As PDP requerem a participação de pelo menos um laboratório público de um lado (receptor da tecnologia) e um laboratório privado detentor da tecnologia do outro lado. É também possível a implementação de PDP tripartite, por meio da qual uma empresa estrangeira detentora da tecnologia a transfere para uma empresa privada nacional e também para um laboratório público. Em ambos os formatos (bipartite ou tripartite) é necessária a participação na PDP de um laboratório privado que fabrique o medicamento no Brasil.

Importante notar que o regime de PDP exige a participação de uma entidade privada nacional, a qual deverá implementar atividade de fabricação no Brasil. O elo nacional também se justifica em razão dos próprios objetivos de desenvolvimento nacional que fundamentam a política do CEIS como um todo.

A PDP como um todo está marcada pelo interesse público relevante de concretização do acesso às ações saúde e o fomento ao desenvolvimento tecnológico nacional, que fundamenta a política pública. Assim, as ações de transferência de tecnologia do parceiro privado para o parceiro público e, eventualmente, o fornecimento de medicamentos as fases iniciais de implementação a PDP têm fundamento público. E como consequência, entendemos que os contratos de PDP submetem-se ao regime de direito público.

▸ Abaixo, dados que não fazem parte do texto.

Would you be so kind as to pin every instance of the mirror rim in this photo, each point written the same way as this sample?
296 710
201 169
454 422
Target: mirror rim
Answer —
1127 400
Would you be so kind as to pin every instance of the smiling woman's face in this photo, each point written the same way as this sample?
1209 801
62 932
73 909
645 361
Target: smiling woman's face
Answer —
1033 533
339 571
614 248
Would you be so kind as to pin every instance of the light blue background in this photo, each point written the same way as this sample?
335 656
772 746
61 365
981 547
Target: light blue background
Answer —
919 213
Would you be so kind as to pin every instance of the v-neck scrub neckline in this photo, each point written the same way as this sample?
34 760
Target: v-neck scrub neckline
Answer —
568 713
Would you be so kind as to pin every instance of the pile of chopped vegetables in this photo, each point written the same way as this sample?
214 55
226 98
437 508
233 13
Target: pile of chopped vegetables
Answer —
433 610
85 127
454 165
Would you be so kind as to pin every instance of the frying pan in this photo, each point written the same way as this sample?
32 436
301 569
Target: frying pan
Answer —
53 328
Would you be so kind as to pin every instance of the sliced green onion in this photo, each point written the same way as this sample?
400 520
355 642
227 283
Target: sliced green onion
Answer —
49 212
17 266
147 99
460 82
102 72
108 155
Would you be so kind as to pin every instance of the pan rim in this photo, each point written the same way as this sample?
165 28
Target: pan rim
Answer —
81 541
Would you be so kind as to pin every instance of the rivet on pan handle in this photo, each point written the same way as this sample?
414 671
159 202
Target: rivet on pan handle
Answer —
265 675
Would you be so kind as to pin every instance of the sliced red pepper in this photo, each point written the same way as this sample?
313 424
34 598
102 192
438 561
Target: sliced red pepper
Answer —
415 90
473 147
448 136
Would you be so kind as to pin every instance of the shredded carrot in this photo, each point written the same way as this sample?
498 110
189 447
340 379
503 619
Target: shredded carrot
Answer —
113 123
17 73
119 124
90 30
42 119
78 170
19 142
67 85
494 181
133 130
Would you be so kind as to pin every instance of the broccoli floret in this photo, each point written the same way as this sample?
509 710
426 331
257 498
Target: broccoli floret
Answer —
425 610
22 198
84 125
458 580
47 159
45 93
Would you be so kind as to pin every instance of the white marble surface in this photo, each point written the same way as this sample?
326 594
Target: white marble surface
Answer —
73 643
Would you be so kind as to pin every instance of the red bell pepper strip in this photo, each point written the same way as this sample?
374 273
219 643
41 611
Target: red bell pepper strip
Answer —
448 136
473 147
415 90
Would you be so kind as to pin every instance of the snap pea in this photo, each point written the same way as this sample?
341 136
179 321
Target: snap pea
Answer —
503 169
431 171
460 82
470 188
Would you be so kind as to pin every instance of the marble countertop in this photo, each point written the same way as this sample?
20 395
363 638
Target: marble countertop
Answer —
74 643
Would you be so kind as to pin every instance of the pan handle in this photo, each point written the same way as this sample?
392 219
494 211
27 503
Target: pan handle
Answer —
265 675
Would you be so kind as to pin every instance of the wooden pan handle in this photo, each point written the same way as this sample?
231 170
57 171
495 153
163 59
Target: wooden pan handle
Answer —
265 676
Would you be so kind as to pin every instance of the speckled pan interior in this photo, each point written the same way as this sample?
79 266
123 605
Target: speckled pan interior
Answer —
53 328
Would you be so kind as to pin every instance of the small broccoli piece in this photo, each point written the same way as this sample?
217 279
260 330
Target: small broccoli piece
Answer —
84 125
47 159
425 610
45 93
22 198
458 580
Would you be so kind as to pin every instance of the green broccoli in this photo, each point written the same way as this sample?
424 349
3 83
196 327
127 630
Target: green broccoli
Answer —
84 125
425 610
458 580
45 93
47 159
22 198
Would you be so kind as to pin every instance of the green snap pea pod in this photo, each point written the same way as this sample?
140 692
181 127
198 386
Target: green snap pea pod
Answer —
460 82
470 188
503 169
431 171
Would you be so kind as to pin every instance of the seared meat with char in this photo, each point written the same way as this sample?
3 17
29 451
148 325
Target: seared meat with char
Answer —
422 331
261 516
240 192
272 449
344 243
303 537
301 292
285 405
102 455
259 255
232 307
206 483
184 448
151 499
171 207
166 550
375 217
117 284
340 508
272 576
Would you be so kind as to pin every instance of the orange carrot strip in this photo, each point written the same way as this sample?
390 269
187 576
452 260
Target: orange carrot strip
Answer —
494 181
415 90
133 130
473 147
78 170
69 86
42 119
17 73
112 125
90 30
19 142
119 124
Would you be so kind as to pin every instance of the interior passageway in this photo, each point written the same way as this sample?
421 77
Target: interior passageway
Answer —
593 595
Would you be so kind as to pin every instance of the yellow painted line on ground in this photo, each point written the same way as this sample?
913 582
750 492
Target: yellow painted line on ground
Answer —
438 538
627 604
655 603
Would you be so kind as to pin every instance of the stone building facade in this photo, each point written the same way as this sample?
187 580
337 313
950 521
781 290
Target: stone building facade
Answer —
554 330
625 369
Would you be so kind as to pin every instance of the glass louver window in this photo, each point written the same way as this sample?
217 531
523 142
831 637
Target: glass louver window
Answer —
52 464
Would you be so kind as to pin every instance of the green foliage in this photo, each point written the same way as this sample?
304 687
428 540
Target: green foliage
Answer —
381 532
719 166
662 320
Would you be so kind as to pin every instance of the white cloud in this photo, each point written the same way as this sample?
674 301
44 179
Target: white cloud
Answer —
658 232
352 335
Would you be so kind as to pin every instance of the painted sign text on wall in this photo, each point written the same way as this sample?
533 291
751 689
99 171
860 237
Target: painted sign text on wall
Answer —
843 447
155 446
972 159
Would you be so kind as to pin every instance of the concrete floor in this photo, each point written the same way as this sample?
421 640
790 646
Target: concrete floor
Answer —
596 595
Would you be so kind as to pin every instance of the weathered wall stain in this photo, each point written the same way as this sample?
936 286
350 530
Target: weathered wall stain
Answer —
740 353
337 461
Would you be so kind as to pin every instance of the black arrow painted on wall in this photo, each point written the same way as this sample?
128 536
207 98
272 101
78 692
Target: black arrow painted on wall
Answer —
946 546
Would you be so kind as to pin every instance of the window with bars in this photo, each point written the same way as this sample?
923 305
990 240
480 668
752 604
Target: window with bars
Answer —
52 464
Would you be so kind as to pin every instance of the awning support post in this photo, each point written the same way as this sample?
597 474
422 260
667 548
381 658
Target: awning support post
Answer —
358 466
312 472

E como funciona o novo marco jurídico das PDPs?

O novo marco jurídico das PDPs, definido pela Portaria do Ministério da Saúde 2.531/2014, busca garantir maior transparência à escolha dos parceiros, conteúdo mínimo aos projetos de PDP apresentados e maior controle sobre as parcerias celebradas.

O Ministério da Saúde definirá anualmente a lista de produtos considerados estratégicos para o SUS e que nortearão as propostas de projetos de PDPs para o ano seguinte. Os produtos estratégicos para o SUS, que forem objeto de PDPs, serão adquiridos por meio do sistema de compras centralizadas. Assim, o custo de oportunidade é bastante alto para quem não participar da PDP, pois poderá ficar de fora do mercado público.

O processo de escolha, aprovação e implementação de PDPs passará por quatro fases principais. A primeira fase inclui a submissão e análise da viabilidade da proposta de PDP e termina com a celebração do Termo de Compromisso entre o Ministério da Saúde e a instituição pública. A apresentação das propostas deve ocorrer durante o período de 1º de janeiro e 30 de abril de cada ano. As propostas para os mesmos produtos serão avaliadas conjuntamente. Além disso, os sujeitos participantes firmarão declaração conjunta de concordância com todos os termos da proposta de projeto de PDP, o que pressupõe negociação anterior entre os parceiros público e privado.

Durante a fase II, tem-se o início da implementação da PDP. Contudo, essa implementação não se confunde com a transferência de tecnologia, que somente ocorrerá a partir da fase III. A fase III tem início com o início da transferência de tecnologia e celebração do contrato de aquisição de produto estratégico entre o Ministério da Saúde e a instituição pública. Na quarta e última fase, ocorre a internalização da tecnologia.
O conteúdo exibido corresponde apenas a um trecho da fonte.